ArtBeat: Preserving the past, saving art from war, Cristal Palace, Translations, Green Space Dark Skies and Damien Molony
Notes and musings from the arts scene, by Jane Hardy
IN times of war, you aim to preserve human life. But saving art matters quite a bit too as it's your cultural identity. So which of our works of art and buildings would you want to preserve?
I'd like to save the Garfield Bar and some of Belfast city centre's wonderful 19th century buildings. After all, John Betjeman dubbed Belfast the finest Victorian city in Europe.
Waldemar Januszczak, the Sunday Times art critic who happens to be Ukrainian, has been to the war zone and described how curators are bubble wrapping treasures, moving or stowing them away.
Art can even become a matter of life and death. Khaled al-Asaad, an archaeologist who dedicated his career to saving the 2,000-year-old artefacts in the Syrian city of Palmyra, was executed by IS militants engaged in their destruction.
Here, we had the Miami Showband massacre - a tragedy which inspired its own musical - but the arts tended not to be the target during the Troubles; Mr Carson remained intact outside Stormont, and it was pubs and bookmakers that were on the hit list.

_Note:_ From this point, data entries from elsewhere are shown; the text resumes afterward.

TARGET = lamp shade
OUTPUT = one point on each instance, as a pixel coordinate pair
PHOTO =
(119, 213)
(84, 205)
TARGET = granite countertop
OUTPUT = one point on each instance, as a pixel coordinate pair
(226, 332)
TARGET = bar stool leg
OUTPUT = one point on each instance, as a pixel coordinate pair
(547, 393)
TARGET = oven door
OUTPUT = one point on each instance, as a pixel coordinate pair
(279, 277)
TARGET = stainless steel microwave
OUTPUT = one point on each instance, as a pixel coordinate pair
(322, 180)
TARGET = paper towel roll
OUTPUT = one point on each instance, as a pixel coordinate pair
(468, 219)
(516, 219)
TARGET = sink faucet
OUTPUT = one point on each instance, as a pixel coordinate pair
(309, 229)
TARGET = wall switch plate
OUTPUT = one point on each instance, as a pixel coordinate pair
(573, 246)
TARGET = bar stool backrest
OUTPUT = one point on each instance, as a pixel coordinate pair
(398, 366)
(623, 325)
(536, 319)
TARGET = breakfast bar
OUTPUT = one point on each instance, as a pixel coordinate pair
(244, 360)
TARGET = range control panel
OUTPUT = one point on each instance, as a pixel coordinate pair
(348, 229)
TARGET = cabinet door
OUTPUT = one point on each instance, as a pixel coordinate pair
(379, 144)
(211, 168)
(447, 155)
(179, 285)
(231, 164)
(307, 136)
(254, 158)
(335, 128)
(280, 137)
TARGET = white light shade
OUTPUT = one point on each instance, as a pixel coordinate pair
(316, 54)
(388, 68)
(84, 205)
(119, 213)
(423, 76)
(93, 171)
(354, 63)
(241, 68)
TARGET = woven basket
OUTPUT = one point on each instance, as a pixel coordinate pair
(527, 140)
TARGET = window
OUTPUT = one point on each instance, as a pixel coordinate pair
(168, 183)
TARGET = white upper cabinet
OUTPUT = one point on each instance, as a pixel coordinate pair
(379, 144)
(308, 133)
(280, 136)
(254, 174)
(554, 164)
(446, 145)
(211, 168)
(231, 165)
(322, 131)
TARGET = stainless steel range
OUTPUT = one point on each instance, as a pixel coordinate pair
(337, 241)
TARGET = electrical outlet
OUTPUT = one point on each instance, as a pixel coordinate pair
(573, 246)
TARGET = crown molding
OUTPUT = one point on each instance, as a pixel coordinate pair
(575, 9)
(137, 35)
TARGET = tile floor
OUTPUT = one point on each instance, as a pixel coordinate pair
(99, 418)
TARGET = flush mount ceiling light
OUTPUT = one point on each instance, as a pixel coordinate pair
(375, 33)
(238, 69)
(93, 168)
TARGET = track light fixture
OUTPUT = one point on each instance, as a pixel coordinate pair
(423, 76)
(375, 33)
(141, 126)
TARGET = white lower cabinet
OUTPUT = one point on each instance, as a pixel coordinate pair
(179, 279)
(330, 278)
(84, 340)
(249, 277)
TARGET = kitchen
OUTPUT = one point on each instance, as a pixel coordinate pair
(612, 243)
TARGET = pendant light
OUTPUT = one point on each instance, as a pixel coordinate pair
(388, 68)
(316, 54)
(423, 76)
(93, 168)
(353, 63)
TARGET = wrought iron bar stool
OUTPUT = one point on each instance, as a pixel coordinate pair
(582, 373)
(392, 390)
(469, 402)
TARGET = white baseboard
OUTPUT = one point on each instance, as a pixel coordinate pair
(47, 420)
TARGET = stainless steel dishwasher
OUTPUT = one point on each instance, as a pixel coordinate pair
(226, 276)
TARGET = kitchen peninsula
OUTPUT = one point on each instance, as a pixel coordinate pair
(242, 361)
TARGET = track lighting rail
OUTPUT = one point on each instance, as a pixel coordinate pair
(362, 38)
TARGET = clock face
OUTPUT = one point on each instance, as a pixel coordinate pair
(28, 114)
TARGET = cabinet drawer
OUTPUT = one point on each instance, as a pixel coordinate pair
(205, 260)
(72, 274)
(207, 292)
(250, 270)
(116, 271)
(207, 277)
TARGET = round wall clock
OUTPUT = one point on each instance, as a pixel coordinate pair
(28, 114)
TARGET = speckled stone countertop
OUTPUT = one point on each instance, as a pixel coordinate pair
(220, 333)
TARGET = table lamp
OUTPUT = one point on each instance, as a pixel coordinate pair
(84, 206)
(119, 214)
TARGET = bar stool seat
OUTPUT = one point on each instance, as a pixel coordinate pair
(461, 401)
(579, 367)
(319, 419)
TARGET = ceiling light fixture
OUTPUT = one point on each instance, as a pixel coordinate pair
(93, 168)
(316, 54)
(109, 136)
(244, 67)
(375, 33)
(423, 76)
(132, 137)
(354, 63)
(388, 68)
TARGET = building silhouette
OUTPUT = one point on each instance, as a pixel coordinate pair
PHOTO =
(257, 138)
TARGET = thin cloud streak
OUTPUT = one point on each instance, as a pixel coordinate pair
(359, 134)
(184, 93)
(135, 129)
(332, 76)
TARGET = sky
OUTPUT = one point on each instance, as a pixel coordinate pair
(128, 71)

This weekend you can boogie under a giant chandelier at Cristal Palace, a celebration of the Belfast International Arts Festival in the Titanic quarter - expect grandeur, an airborne orchestra, acrobatics, the whole shebang. Well, you have to do something special when you turn 60.
Or you can head for the Lyric Theatre and one of Brian Friel's best plays. Do we really need another Translations? Yes.
As a professor told me at uni, great plays and books can be experienced more than once because we change. So do the times themselves. With Irish borders under intense scrutiny, this Abbey Theatre co-production, directed by Caitriona McLaughlin, should be interesting.
A new artistic initiative highlighting nature is coming to the UK. Heading Green Space Dark Skies (greenspacedarkskies.uk) in Northern Ireland, Kathy Hayes reveals the locations are kept secret but that the events are filmed and streamed. She says the idea is to encourage us to look after the environment. Alongside acrobats, dancers and musicians will be participants, cutely named lumenators, holding low impact geo lights. Apply for the June 25 Sperrins and early July Causeway events via the website.
Line of Duty, featuring the magnificent Adrian Dunbar, has featured in a spoof anti-Tory video for Led by Donkeys. Boris Johnson is hauled up for questioning; as the accusations pile up, the PM squirms and is savaged by the team in what's called Operation Rotting Fish. "You must think we were born yesterday, fella." Hastings growls.
And finally... I love a good TV crossover spot. The delectable Damien Molony who's played a blinder as Tyler in The Split, is now exciting Derry Girls - or rather Erin's Ma - as Gabriel the plumber.